Most solopreneurs using Claude are leaving 80% of its power on the table. They type a question, read the answer, type another question — basically using a $20/month AI model as a fancy search engine. Meanwhile, the people quietly winning with Claude have built agents — systems that take multi-step actions, use tools, and handle entire workflows without them babysitting every step.
According to McKinsey’s 2023 report, generative AI could add $2.6–$4.4 trillion annually to global productivity.
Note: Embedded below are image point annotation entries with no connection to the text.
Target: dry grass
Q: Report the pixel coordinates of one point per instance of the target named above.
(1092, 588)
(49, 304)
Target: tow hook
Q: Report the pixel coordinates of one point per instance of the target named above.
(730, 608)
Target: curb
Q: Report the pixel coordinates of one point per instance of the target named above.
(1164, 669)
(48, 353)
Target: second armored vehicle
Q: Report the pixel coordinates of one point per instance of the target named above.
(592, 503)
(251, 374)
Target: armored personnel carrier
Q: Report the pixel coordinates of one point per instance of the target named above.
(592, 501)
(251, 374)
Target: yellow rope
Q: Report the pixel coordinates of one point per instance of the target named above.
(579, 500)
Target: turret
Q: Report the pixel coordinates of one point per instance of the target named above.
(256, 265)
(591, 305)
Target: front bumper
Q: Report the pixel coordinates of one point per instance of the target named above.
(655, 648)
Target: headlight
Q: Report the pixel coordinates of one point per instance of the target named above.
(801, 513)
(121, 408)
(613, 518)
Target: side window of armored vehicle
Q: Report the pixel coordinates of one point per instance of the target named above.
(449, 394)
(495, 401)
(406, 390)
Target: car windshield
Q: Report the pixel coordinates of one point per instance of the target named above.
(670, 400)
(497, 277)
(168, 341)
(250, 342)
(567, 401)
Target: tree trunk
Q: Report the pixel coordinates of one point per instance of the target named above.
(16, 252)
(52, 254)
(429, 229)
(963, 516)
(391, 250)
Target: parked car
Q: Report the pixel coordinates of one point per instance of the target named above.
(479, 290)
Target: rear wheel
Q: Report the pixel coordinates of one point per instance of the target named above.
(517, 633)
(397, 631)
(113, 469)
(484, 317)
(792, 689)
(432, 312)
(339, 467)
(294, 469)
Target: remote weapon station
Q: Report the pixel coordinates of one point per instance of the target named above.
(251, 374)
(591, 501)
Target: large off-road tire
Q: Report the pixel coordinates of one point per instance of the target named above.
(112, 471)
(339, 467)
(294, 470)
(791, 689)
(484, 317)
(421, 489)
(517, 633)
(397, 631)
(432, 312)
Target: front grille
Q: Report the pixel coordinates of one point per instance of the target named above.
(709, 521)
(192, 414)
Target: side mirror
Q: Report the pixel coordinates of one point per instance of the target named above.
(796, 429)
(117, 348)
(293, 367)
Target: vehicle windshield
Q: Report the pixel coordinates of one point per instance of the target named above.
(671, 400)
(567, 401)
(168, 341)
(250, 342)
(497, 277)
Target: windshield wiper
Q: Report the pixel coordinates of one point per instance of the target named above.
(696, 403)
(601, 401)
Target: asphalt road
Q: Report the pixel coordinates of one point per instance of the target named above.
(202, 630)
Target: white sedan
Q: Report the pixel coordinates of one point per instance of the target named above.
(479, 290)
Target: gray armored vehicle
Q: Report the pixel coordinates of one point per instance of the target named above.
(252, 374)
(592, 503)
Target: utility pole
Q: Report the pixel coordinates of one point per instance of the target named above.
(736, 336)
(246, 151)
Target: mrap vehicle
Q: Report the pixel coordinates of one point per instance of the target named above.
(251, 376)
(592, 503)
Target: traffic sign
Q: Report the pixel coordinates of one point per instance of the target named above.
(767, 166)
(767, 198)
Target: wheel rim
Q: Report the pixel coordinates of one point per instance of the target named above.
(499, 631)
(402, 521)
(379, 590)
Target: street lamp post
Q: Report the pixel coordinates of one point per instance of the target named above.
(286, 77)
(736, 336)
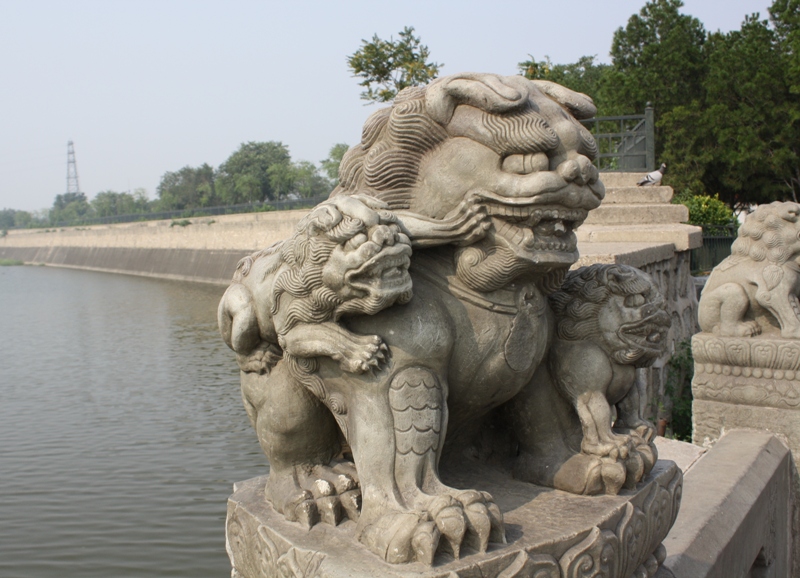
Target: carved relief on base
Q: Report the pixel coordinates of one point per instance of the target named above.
(747, 371)
(619, 538)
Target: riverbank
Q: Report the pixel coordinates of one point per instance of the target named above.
(201, 249)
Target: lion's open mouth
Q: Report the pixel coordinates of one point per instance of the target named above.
(385, 272)
(536, 228)
(648, 334)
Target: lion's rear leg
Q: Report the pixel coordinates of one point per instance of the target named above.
(723, 310)
(417, 400)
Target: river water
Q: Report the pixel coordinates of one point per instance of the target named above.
(121, 427)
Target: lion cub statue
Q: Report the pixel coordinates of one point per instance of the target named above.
(610, 321)
(756, 289)
(346, 256)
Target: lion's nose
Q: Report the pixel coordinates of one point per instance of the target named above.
(579, 169)
(383, 235)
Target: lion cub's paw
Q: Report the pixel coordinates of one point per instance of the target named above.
(363, 353)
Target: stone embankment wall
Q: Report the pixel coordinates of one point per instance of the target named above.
(634, 226)
(206, 250)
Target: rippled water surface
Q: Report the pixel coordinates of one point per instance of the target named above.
(121, 427)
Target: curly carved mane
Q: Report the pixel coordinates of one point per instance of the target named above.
(770, 233)
(386, 162)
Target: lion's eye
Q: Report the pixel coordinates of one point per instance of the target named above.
(634, 300)
(356, 242)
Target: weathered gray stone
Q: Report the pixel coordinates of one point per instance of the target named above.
(638, 214)
(550, 534)
(747, 360)
(358, 392)
(757, 287)
(635, 195)
(684, 237)
(684, 454)
(735, 517)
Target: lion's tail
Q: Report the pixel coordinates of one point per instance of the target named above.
(237, 319)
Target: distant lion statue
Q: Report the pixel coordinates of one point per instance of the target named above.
(611, 320)
(756, 289)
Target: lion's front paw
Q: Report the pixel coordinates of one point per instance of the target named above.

I’ve spent the last several months building and testing Claude agents for my own business — everything from a client onboarding assistant to a research agent that pulls live data and drafts reports. Here’s exactly how I do it, step by step, with no fluff.
What a Claude AI Agent Actually Is (And Why It’s Different)
Before we get into the steps, let’s be clear on terminology, because “agent” gets thrown around loosely.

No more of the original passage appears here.